[Date Prev][Date Next][Thread Prev][Thread Next][Date Index][Thread Index]

Re: [Condor-users] Multi-Slot settings for single nodes



Carsten Aulbert <carsten.aulbert@xxxxxxxxxx> wrote:
> I have a few boxes with newly arrived quad-core CPUs. The usual set-up
> would be to define 4 slots for that machine and each will get 25% of the
> installed memory (say 2 GByte each).
> 
> However, from time to time a user comes up and tells me, I need to run a
> program which requires 5-6 GByte of memory. As far as I know, this could
> be achieved by

This is a case we think about, but we haven't got a direct answer
or timeline at the moment.

In the meanwhile you can use STARTD_SLOT_ATTRS (STARTD_VM_EXPRS
in 6.9.2 and earlier) to share information between VMs.
(http://www.cs.wisc.edu/condor/manual/v6.9/3_3Configuration.html#13390)
The general strategy is to create more VMs than you have
processors, then give the different slots different policies
(using SlotID in your START and other policy expressions).  So
you might have a policy roughly like:

- Slot 1-4: "normal", advertises 1/4 of the RAM.  Refuses to
  START if slot5_State=="Claimed"

- Slot 5: "bigjob", advertises all, or lots of the RAM.  Refuses
  to START if slot[1-4]_State=="Claimed".  Or perhaps refuses to
  start if (slot1_ImageSize + slot2_ImageSize + slot3_ImageSize +
  slot4_ImageSize) > 4gigs.  (Of course, ImageSize can be
  undefined, so you actual expression will be more complex. 

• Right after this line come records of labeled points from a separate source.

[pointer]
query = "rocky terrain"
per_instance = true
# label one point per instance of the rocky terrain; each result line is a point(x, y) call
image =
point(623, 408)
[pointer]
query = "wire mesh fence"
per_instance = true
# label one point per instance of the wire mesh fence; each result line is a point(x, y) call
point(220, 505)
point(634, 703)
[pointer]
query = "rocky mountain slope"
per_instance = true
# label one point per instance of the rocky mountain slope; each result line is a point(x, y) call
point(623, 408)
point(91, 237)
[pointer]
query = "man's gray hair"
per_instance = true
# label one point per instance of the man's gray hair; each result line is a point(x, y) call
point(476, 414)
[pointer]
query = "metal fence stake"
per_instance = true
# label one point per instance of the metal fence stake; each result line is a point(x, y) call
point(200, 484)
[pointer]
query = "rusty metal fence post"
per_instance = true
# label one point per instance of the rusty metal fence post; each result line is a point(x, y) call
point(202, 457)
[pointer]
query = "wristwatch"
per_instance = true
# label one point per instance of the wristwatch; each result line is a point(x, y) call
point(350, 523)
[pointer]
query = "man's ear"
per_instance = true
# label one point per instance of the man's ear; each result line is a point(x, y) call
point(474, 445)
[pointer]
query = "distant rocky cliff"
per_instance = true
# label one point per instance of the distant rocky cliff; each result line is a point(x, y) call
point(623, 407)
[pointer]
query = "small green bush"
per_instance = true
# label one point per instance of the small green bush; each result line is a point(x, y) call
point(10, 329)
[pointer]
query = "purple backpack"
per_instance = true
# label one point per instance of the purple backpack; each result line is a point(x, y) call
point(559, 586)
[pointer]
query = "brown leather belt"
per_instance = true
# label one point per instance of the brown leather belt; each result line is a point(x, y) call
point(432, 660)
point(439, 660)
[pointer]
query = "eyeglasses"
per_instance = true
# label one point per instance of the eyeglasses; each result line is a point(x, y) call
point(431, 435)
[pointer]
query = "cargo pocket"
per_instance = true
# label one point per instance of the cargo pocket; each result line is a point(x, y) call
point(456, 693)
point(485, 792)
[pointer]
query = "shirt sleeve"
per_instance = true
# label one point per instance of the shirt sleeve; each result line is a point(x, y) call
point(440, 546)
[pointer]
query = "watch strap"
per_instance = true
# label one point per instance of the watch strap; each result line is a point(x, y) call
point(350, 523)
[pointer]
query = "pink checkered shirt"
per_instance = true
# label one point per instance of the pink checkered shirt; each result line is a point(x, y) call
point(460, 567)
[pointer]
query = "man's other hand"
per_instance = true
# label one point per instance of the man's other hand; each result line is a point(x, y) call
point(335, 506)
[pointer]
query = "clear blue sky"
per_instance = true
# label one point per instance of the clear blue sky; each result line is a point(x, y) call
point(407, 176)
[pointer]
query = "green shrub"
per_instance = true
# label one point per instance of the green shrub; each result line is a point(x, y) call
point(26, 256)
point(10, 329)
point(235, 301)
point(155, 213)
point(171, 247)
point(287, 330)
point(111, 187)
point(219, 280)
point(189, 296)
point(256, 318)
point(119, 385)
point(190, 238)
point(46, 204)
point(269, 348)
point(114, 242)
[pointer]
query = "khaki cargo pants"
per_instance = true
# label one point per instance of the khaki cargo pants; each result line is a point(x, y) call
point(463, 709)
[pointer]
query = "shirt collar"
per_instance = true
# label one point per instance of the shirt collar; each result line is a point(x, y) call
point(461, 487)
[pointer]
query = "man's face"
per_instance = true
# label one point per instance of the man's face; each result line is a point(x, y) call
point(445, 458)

Some general discussion on crafting per-VM policies is here:
http://www.cs.wisc.edu/condor/manual/v6.9/3_12Setting_Up.html#SECTION004127500000000000000

If you're willing to spend the time crafting the expressions, it
should be possible to build a complex system with multiple types
of logical VMs.

This does rely on jobs either providing reasonably accurate
ImageSize information, or perhaps marking themselves with special
attributes (+WantBigMachine=TRUE).  You can rely on Condor
providing reasonably accurate ImageSize, but until the job runs
and Condor gets a better measure, it will likely make poor
matches.

Depending on your workload, you might need to worry about
starvation where a large number of small jobs keep the nodes busy
enough that the larger jobs never get a chance to run.  It should
be possible to tune various priorities to make it work (say,
using RANK), but it will likely need to be tuned to your typical
workload.

The paper on the Bologna Batch System gives some concrete
examples of using more VMs than processors with the goal of
creating different logical pools.
http://pages.cs.wisc.edu/~pfc/bologna_batch_system.html

Remember that Condor's allocations of memory are really
guidelines, and unless your policies are written to evict jobs
that grow too large, Condor will happily get a job use more RAM
than the slot is allocated.

-- 
Alan De Smet                              Condor Project Research
adesmet@xxxxxxxxxxx                 http://www.condorproject.org/